Many clinicians will encounter a given rare condition only a few times in their career. This makes management guidelines even more important—since personal clinical experience cannot guide clinical care. In this issue, ERN Genturis provides 2 guidelines for rare cancer syndromes [1, 2]. The guideline for Birt-Hogg-Dube defines clinical scenarios in which FLCN gene testing should be considered—including renal carcinomas, skin manifestations and pneumothorax [1]. Guidelines for renal cancer surveillance are also provided. ERN Genturis also provides guidelines on constitutional mismatch repair deficiency [2]. The guideline identifies scenarios in which genetic testing for this rare cancer predisposition syndrome should be considered and cancer surveillance recommendations. Genomic testing is central to the diagnosis of many cancer predisposition syndromes. Fortuno et al. report that many variants of uncertain significance in breast cancer predisposition genes could be reclassified as clinically actionable if variant reclassification is practiced [3]. Ancestry plays a key role in the spectrum of causal genetic variants encountered in given clinical scenarios—Kerr et al. report 2 highly prevalent BRCA variants in Orkney and Shetland islanders [4].
In this issue, novel genetic causes of rare conditions are also characterised. Mol et al. identify further people with connective tissue phenotypes and EFEMP1 gene variants [5]. The clinical presentation was notable for marfanoid body habitus and multiple herniae. Braddock et al. report autosomal dominant missense variants in SPARCL1 as a novel cause of corneal dystrophy [6]. SPARCL1 is known to regulate Decorin, which is a validated genetic cause of corneal dystrophy. Karimi et al. define the clinical spectrum of DEGCAGS (Developmental Delay with Gastrointestinal, Cardiovascular, Genitourinary, and Skeletal Abnormalities syndrome), which will aid clinical recognition and publish a diagnostic episignature [7]. A brief report in this issue also confirms the association of SOX11 variants with hypogonadotropic hypogonadism [8]. Autism is generally a multifactorial condition, but there are monogenic causes. Using exome and microarray analysis, Miyake et al. identified a monogenic cause in 16% of people with autism [9]. Some rare genetic conditions are treatable. Charpié et al. provide evidence that bisphosphonate therapy can reduce fracture risk in rare forms of osteogenesis imperfecta [10].
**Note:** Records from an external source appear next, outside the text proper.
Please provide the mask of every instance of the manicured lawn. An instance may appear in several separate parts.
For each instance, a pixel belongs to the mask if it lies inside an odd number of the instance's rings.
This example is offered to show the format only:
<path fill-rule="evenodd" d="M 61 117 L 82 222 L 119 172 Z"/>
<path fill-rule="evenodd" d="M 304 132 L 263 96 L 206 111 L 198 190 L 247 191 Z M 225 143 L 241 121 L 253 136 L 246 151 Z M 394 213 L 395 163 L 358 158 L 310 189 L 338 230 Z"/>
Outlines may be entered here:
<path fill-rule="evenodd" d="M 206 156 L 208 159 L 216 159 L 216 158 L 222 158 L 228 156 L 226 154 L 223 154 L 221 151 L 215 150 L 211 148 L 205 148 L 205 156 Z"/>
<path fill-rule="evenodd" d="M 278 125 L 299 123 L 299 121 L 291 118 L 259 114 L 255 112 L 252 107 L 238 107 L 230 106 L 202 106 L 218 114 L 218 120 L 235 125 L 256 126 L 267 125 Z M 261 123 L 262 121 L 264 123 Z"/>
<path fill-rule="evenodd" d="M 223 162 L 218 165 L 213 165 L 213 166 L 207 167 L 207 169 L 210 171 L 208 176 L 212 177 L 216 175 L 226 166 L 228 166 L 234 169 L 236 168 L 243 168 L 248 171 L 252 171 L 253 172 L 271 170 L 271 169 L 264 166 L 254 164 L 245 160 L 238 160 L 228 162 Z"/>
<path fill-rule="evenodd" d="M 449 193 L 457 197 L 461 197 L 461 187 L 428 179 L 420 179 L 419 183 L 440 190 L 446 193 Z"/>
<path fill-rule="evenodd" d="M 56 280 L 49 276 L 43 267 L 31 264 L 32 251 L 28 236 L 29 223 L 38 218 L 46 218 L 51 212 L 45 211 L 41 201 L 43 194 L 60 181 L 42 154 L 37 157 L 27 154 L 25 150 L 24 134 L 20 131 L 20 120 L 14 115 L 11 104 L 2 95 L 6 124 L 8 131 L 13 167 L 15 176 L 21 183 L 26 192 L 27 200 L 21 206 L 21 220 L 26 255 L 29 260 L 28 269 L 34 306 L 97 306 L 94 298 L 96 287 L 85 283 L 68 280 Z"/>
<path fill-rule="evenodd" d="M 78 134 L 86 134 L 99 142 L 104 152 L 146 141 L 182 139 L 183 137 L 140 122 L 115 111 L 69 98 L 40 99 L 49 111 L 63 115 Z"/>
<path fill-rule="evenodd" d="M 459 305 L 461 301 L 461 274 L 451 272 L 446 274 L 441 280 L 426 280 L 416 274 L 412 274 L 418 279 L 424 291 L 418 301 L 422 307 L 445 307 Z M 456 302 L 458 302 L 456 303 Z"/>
Discussing the benefits and limitations of genomic testing is crucial before people undergo diagnostic tests. Traditionally genetic counselling and testing occurred in specialist genetics clinics. Modern healthcare systems are removing this boundary and “mainstreaming” genomics testing in non-specialist clinics. Do et al. report a study of genetic counsellors views on mainstreaming genomic testing [11]. Genetic counsellors play a crucial role in supporting families with rare conditions. Wilsnack et al. report a mixed methods study of the support needs of families affected by telomere biology disorders, which highlights areas of focus for clinical care [12].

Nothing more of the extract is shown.